Mortgage rates have been rising as the US economy is gathering strength. Some renters who have been on the fence about buying a home have been starting to think about getting into the market before rates nudge above 5% in the next year or so. But buying your dream home is not as easy as finding the house you want and make a deal with the home owner.
Most of us need to get a mortgage and while it is still not difficult for many of us, there are some things you should be aware of before you call or email the loan originator.
If you want to enhance your chances of getting a loan with good terms, there are some steps you should take.
Here are the top things you need to know about the mortgage process:
#1 What Do You Need?
When you apply for the loan, most home lenders will want a standard amount and type of information. They want your pay stubs, two years of tax returns, three months of bank statements and documentation about investment accounts. If you are seeking a first-time mortgage loan, we can’t underscore the importance of getting organized before you start shopping lenders.

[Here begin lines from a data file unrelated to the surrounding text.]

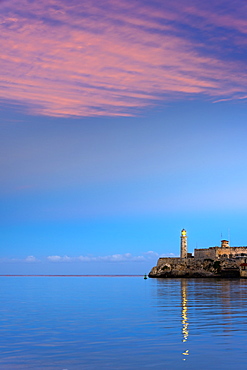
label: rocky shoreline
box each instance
[148,257,246,278]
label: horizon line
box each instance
[0,274,144,277]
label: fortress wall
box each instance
[157,258,182,266]
[157,257,195,266]
[194,246,247,259]
[216,246,247,258]
[194,248,217,259]
[157,247,247,265]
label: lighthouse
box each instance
[180,229,187,258]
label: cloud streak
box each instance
[47,252,152,263]
[46,251,177,262]
[0,252,158,263]
[0,252,176,264]
[0,256,41,263]
[1,0,247,117]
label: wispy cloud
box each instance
[47,255,72,262]
[24,255,39,262]
[143,251,159,258]
[0,0,247,117]
[0,256,41,263]
[47,253,148,263]
[46,251,176,262]
[0,251,176,263]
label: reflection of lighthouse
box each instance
[181,280,189,360]
[181,280,189,342]
[180,229,187,258]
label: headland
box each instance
[149,229,247,278]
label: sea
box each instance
[0,276,247,369]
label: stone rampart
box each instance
[157,257,183,266]
[194,247,217,259]
[216,246,247,258]
[157,257,196,267]
[194,246,247,259]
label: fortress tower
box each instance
[221,240,230,248]
[180,229,187,258]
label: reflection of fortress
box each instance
[149,229,247,278]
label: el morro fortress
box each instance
[149,229,247,278]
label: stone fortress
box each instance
[149,229,247,278]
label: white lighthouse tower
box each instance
[180,229,187,258]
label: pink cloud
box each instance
[0,0,247,117]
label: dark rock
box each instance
[148,257,242,278]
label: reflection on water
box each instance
[181,280,189,343]
[155,278,247,369]
[1,277,247,369]
[181,280,189,360]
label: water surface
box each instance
[0,277,247,369]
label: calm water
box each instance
[0,277,247,369]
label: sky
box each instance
[1,0,247,274]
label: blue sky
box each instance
[1,0,247,274]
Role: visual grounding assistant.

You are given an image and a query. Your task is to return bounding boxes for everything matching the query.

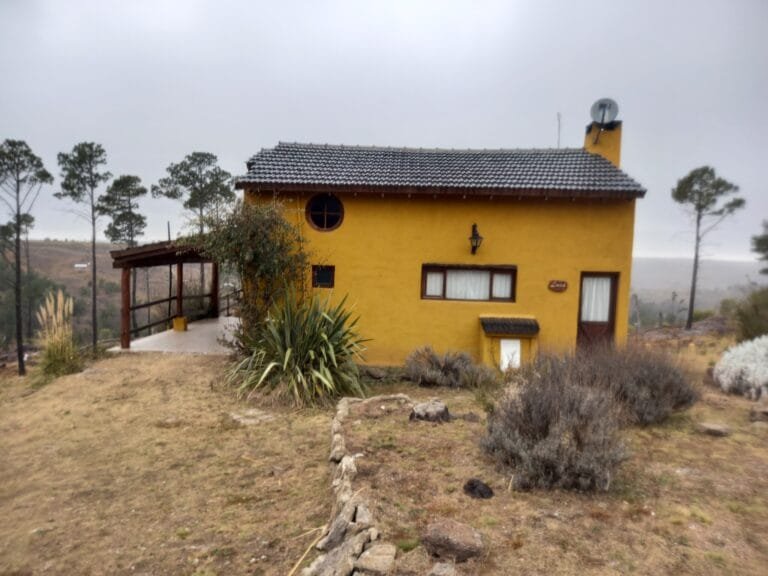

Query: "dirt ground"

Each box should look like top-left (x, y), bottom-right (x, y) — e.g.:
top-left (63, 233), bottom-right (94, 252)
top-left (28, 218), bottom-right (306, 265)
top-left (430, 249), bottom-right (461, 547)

It is wise to have these materials already in hand before you contact any lenders. All of them will ask for the same documents to get you pre-approved for a mortgage.
#2 Know What You Can Spend
Most home lenders use the 28/36 rule. This means your monthly payment on your home cannot be more than 28% of your gross income, and all of your total revolving debt payments cannot be more than 36% of your gross income. This is not an absolute rule; some loan programs backed by FHA may allow you to have a higher debt to income ratio. But the 28/36 standard is a good rule of thumb to keep in mind about the type of payment you may get approved for.
#3 Understand the Market
The type of loan you can get may depend upon the market and the sort of home you buy. For instance, in Florida, lenders often have stricter standards to buy condominiums. They may look not just at your finances but at the building’s finances. They could require a 25% down payment.
#4 Increase Your Credit Score
A major factor in getting approved for a home loan with a good rate is having a solid credit score. You should know what your credit score is from the three major bureaus. Once you know what the number is, there are several things you can do to increase it. First, make sure there are no mistakes on the report that is dragging down your score. Also, if you have a balance on there that you can pay off, this will increase your score quickly. Avoid taking out new loans or having further inquiries on your credit as these things can damage your score.
#5 Pay Down Debt
Lenders want to see that you are not overextended when getting a loan. So, pay down credit cards, student loans and auto loans if possible. Ideally, you should be using 10% or less of your available credit lines with no late payments in the past 24 months.
#6 Have Taxes in Order
All lenders want to see two years of tax returns. They also want you to sign a release form, so they can verify the information with the IRS. What you sent the mortgage company must match what you sent the IRS.
#7 No Big Purchases
Even after you get a pre-approval for your mortgage loan, do not go out to celebrate with a new Lexus and car loan. Your finances will be checked until the day of closing. The lender will always rerun your credit before closing to ensure your finances are the same. If you want to buy something big on credit, wait until the loan is closed and funded. At that point, you can buy whatever you like.
#8 Check Employment History
One of the things that trip up some home buyers is a recent job change or job interruption. Ideally, the lender wants two years of full-time work in the same job or at least the same industry. A common mistake is to quit a job in the middle of the mortgage approval process. Even if you will begin another job next month, the loss of income could torpedo your mortgage application.